The transformer engine’s secret sauce is its ability to dynamically choose what precision is needed for each layer in the neural network at each step in training a neural network. The least-precise units, the 8-bit floating point, can speed through their computations, but then produce 16-bit or 32-bit sums for the next layer if that’s the precision needed there. The Hopper goes a step further, though. Its 8-bit floating-point units can do their matrix math with either of two forms of 8-bit numbers.
To understand why that’s helpful, you might need a quick lesson in the structure of floating-point numbers. This format represents numbers using some of the bits for the exponent, some for the mantissa, and one for the sign. The more bits you have representing the exponent, the greater the range of numbers you can express. The more bits in the mantissa, the greater the precision of those numbers. The standard 16-bit floating-point format (IEEE 754-2008) demands 5 bits of exponent and 10 bits of mantissa, along with the sign bit. Seeking to reduce data-storage requirements and speed machine learning, makers of AI accelerators recently adopted bfloat-16, which trades three bits of mantissa for an added exponent, giving it the same range as a 32-bit number.
Nvidia has taken that trade-off further. “One of the unique things we found when you get to [8-bit] is that there really isn’t a one size fits all format that we were confident would work,” says Jonah Alben, Nvidia’s senior vice president of GPU engineering. So Hopper’s 8-bit units can work with either 5 bits of exponent and two of mantissa (E5M2) when range is important or 4 bits of exponent and three of mantissa (E4M3) when precision is key. The transformer engine orchestrates what’s needed on the fly to speed training. We “embody our experience testing transformers into this so that it knows how to make the right decisions,” says Alben.

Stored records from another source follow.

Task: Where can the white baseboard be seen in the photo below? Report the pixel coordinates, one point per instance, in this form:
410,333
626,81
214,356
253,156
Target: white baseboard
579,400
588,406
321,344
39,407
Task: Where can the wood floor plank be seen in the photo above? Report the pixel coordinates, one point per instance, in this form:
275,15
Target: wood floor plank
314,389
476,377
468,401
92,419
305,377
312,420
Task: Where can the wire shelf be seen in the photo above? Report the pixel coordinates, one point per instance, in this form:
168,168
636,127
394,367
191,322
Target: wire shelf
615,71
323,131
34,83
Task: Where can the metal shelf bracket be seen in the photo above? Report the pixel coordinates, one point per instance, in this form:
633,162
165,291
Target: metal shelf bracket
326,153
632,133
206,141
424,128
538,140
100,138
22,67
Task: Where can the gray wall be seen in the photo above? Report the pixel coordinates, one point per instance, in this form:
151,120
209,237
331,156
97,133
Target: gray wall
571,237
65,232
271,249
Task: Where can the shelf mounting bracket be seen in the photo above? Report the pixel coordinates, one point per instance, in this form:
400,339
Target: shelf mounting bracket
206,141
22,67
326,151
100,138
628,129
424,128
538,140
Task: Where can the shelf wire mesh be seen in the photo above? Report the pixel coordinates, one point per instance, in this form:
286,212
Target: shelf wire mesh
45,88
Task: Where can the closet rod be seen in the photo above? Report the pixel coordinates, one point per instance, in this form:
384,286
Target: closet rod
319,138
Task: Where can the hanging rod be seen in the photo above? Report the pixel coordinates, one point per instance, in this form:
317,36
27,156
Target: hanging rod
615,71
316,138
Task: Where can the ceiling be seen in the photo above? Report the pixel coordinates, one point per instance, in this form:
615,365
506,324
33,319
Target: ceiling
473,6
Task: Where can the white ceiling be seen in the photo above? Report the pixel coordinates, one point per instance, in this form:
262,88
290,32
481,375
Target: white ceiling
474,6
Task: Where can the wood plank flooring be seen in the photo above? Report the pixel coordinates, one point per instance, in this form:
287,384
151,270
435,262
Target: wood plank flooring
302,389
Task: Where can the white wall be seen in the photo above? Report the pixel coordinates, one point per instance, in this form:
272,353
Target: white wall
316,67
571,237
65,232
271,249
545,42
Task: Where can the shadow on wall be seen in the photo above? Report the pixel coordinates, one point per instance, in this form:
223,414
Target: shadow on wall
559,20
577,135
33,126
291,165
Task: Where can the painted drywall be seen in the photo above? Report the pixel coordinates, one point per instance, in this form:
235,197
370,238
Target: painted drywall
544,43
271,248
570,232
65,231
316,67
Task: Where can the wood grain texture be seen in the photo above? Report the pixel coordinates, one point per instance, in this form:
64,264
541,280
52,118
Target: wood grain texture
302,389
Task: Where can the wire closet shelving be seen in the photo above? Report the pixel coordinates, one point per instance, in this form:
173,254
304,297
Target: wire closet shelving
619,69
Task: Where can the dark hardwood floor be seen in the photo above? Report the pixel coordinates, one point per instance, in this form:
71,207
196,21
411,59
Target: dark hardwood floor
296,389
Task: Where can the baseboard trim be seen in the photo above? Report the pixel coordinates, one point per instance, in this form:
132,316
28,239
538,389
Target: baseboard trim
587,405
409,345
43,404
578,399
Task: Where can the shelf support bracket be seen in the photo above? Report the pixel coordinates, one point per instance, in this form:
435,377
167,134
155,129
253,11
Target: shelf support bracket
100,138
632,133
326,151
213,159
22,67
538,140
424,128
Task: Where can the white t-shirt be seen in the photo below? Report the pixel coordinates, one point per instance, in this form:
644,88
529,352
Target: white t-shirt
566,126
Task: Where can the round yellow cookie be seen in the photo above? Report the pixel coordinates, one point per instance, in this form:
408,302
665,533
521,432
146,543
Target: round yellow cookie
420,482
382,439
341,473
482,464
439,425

In practice, this usually means using different types of floating-point formats for the different parts of a training task. Generally, training a neural network involves exposing it to lots of data (forward inferencing), measuring how bad the network is at doing its task on that data, and then adjusting the network parameters, layer-by-layer backwards through the network to improve it (back propagation). Wash, rinse, repeat. Generally, back propagation needs greater precision, so the E4M3 format might be favored there, while the inferencing (forward) step favors the E5M3’s range.
Nvidia is not alone in pursuing this approach. At the IEEE/ACM International Symposium on Computer Architecture in 2021, IBM researchers presented an accelerator called RaPiD that used the E5M2/E4M3 scheme for training, as well. A system of four such chips delivered training speedups between 10 and 100 percent, depending on the neural network involved.
Nvidia’s Hopper will be available in the third quarter of 2022.